Spotify has filed a prospectus with the US Securities and Exchange Commission (SEC) signaling its long-awaited initial public offering (IPO), with the music streaming service disclosing a growth rate of 45% last year, although 2017 losses exceeded $1bn.
The filing states that its total user base numbers 159 million total monthly users, with 71 million using its premium service while the remainder access its ad-supported offering, with Spotify defining this split as a “two-sided marketplace”.
This helped generate $4.6bn in revenue for 2017, but still equated to a loss of $1.4bn for the period (see chart).
“Our ad-supported service serves as a funnel, driving more than 60% of our total gross added premium subscribers since we began tracking this data in February 2014. With a 51% increase in revenue from our ad-supported service from 2015 to 2016 and a 41% increase in revenue from our ad-supported service from 2016 to 2017,” reads the SEC filing.
It further goes on to illustrate the importance of its advertising offering, which has included a programmatic offering from early 2016, to its overall offering.
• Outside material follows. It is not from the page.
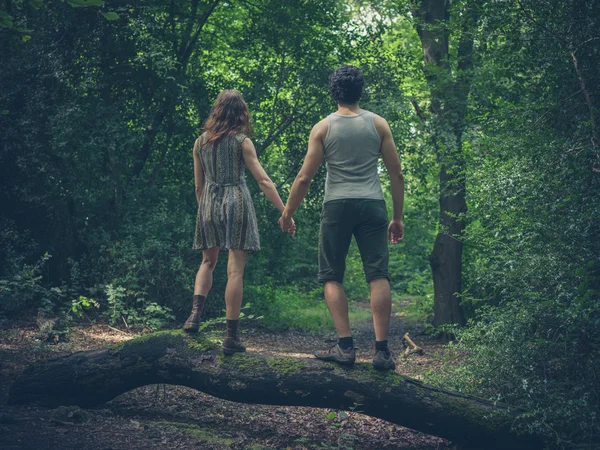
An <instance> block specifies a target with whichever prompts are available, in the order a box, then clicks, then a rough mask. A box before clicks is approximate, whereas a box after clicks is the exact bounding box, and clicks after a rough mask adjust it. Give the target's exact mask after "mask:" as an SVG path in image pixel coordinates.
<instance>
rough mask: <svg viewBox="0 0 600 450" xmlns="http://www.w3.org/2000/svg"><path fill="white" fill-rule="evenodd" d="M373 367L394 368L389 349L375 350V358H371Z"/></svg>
mask: <svg viewBox="0 0 600 450" xmlns="http://www.w3.org/2000/svg"><path fill="white" fill-rule="evenodd" d="M373 367H375V368H376V369H377V370H395V369H396V363H395V362H394V354H393V353H392V352H390V351H387V352H384V351H381V350H379V351H377V352H376V353H375V358H373Z"/></svg>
It continues: “We believe our ad-supported service is a strong and viable stand-alone product with considerable long-term opportunity for growth in ad-supported users and revenue. However, we face intense competition in growing both our ad-supported users and premium subscribers, as well as in keeping our users highly engaged. If user engagement declines or if we fail to continue to grow our ad-supported user base or premium subscriber base, our revenue growth will be negatively impacted.”
Spotify will list on the New York Stock Exchange, but the prospectus does not offer any indication as to the exact date of when the IPO will take place.